Belief, Hypocrisy and Reason was the theme for our Global festival in September 2020. In the current issue of IAI News we are developing the theme and identifying the most persistent hypocrisies of the current time and asking whether belief and reason can rescue us from the chaos.
Reason has been at the centre of Western thought for centuries; relying on evidence and logic and striving for objectivity. But, in our post-truth age, we collect beliefs on a whim or as part of a tribe. Many are happy to hold contradictory views to suit temporary desires.
Is this a dangerous approach which threatens the coherence of our views and the stability of society as whole?
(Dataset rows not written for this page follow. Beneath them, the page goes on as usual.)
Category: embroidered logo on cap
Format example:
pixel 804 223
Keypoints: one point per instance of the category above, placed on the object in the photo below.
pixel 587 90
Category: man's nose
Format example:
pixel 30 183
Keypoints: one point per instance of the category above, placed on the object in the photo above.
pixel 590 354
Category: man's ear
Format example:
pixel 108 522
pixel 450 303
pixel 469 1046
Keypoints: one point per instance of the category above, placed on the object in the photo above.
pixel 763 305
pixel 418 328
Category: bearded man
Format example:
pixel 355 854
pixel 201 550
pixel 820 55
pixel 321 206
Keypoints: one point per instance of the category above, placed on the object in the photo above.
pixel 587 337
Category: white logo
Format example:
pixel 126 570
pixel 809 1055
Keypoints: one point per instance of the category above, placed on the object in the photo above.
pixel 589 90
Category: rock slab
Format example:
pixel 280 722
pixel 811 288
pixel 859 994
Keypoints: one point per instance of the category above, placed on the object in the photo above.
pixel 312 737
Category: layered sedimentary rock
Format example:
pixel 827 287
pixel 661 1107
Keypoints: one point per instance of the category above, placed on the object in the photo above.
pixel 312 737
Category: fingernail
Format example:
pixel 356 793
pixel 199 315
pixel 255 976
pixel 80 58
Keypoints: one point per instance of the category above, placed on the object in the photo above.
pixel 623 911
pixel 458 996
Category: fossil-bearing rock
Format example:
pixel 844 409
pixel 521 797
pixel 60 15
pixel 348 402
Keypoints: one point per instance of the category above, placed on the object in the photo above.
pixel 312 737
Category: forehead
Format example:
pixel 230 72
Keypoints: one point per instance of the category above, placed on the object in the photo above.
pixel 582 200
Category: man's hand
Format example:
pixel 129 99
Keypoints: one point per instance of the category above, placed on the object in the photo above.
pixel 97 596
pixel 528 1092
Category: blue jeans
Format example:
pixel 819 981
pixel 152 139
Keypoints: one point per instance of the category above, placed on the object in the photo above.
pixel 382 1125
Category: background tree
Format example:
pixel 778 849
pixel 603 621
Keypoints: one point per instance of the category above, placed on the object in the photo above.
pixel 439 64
Can we reassert reason to build a better society? Or is the enlightenment at an end, and, with it, a privileged class who defined logic to suit its world-view?
Think of some Western leaders in early 2020, greeting patients and calling on the exceptional character of their nations to defeat Covid-19. This was not exceptionalism, argues Lisa Bortolotti, but simple hypocrisy.
Without reason we can take the moral high ground while acting in immoral ways argues Kishore Mahbubani. Western morality is an industry, he maintains, rolled out in political pledges, university papers and think tank studies, while the USA’s use of torture persists, undermining it all. Reason force us to see realities we would rather ignore: Most Indians happily believe that caste has disappeared but Ashwini Deshpande uncovers a neo-caste system, subsisting in the data.